Book Review - The Kitchen House

Yesterday, I finished The Kitchen House by Kathleen Grissom.   Set around the turn of the nineteenth century on a Virginia tobacco plantation, the story focuses on a family and their slaves.  There is much mixing of race in both the master family and the slaves' families because 2 generations of white men "use" the black women for their pleasure and get them pregnant repeatedly.

The main character is Lavinia.  At about age 6 or 7, she was orphaned while her family was coming to America from Ireland.  Both of her parents died on board the ship and were buried at sea.  She and her brother were split up and sold as indentured servants.  Lavinia was purchased by the ship's captain who happens to be the master of the plantation.  He brings her home and puts her in the kitchen house for the slaves to raise, so she learns to love the slaves as her family.  Lavinia narrates much of the story.

There is a second narrator named Belle.  Belle is the captain's daughter by a slave woman.  She is light skinned enough to pass for white, but she is kept as a slave.  She ends up being the main caretaker of Lavinia, and they become very close.  Belle mainly works in the kitchen house cooking for the master family.
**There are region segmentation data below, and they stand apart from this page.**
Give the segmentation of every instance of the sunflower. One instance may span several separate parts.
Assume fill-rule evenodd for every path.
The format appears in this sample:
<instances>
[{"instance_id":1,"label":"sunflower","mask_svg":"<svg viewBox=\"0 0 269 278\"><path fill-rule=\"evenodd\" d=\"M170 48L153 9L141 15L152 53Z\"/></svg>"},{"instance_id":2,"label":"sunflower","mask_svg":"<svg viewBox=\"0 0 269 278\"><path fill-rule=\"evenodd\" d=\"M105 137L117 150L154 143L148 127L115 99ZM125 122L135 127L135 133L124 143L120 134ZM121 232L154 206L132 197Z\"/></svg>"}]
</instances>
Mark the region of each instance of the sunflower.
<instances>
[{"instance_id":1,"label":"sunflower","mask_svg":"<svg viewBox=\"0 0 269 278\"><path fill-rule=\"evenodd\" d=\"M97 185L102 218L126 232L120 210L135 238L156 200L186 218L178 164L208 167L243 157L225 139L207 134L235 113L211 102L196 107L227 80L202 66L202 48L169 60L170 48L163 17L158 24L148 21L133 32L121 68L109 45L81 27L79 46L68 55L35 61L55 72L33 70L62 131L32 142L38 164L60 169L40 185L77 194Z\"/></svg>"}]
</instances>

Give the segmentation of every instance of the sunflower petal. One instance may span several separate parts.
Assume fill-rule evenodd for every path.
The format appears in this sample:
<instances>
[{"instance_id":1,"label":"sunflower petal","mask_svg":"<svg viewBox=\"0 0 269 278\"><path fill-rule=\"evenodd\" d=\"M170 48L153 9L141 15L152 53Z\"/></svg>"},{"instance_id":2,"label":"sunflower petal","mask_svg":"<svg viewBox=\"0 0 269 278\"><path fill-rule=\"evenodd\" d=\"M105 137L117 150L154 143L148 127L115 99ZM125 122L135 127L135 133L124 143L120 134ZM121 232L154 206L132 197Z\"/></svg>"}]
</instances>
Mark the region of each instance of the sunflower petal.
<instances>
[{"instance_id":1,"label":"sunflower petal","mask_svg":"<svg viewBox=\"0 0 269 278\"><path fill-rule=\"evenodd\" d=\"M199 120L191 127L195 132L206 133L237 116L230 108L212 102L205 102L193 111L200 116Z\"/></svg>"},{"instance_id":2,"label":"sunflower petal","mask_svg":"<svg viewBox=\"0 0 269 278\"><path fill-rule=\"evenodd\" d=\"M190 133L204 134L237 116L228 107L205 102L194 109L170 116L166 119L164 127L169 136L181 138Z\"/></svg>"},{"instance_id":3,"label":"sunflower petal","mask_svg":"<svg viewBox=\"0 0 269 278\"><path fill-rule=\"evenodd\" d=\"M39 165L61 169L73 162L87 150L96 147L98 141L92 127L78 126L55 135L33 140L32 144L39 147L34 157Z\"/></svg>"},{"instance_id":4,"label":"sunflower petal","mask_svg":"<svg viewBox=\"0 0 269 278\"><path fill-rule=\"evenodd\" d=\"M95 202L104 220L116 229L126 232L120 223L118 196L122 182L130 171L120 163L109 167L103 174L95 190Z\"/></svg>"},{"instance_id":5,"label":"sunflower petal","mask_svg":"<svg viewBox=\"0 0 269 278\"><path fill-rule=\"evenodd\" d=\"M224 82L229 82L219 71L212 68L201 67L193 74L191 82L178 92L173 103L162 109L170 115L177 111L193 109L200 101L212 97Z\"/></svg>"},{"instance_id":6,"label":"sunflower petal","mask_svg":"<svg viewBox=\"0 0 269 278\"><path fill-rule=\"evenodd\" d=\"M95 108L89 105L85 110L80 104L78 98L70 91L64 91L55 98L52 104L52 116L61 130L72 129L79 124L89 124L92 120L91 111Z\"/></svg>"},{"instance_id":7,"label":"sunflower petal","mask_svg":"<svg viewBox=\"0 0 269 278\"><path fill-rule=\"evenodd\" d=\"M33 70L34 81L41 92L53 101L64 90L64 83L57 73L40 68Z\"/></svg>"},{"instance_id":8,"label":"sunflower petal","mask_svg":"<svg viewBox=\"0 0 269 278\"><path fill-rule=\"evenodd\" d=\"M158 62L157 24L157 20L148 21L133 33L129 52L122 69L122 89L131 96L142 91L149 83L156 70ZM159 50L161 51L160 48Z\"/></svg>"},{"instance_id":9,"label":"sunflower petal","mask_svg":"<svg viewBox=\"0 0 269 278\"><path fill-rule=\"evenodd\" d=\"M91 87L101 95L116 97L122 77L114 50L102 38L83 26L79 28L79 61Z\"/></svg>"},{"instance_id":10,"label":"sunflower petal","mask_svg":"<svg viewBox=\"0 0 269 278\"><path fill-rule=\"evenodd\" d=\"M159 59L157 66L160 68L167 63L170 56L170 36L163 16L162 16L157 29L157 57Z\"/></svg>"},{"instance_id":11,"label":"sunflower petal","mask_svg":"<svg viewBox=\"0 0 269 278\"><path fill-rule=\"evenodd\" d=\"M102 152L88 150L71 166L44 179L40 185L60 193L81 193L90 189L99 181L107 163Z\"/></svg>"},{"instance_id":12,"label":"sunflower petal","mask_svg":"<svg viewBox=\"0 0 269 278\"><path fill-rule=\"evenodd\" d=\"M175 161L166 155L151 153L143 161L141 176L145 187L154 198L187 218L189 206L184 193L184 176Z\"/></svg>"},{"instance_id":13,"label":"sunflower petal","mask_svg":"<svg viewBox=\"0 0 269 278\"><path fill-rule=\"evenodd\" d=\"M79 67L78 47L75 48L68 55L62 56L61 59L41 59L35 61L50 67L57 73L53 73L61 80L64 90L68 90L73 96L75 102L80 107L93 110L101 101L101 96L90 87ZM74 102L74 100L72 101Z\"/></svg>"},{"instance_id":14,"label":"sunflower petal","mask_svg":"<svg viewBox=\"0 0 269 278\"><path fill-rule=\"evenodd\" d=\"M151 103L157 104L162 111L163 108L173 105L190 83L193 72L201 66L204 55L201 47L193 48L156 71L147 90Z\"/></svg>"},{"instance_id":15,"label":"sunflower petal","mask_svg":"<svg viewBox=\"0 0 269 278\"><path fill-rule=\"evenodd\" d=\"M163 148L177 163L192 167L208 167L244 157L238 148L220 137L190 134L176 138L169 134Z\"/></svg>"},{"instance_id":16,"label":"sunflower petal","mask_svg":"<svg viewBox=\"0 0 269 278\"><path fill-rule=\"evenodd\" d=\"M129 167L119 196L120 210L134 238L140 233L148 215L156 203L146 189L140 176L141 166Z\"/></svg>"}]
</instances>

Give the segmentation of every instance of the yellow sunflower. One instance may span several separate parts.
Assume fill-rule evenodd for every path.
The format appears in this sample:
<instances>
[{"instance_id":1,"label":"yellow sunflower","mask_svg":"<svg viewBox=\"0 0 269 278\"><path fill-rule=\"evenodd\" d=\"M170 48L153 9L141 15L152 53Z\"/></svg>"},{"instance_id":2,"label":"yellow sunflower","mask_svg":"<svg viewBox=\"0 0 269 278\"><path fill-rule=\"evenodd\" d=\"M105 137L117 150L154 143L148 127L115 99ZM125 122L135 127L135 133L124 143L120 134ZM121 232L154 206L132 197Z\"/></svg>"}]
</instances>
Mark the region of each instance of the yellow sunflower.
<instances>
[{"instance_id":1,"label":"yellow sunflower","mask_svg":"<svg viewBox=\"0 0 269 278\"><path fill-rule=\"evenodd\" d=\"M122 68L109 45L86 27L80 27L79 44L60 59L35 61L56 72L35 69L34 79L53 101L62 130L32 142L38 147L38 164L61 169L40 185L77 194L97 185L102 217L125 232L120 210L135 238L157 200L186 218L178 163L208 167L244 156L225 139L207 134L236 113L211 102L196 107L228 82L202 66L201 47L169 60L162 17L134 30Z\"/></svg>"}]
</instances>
Belle and Lavinia narrate alternating chapters where they comment on some of the same events from different points of view,  but for the first 3/4 of the book, Lavinia's chapters are much longer than Belle's.

The story covers about 20 years of time as Lavinia grows up and eventually marries the captain's son and becomes the mistress of the plantation when her father-in-law dies.  There is a lot of drama in the story - secrets and relationship issues - and there is also some exciting action.  I really enjoyed the book and looked forward to my reading time to see what would happen next.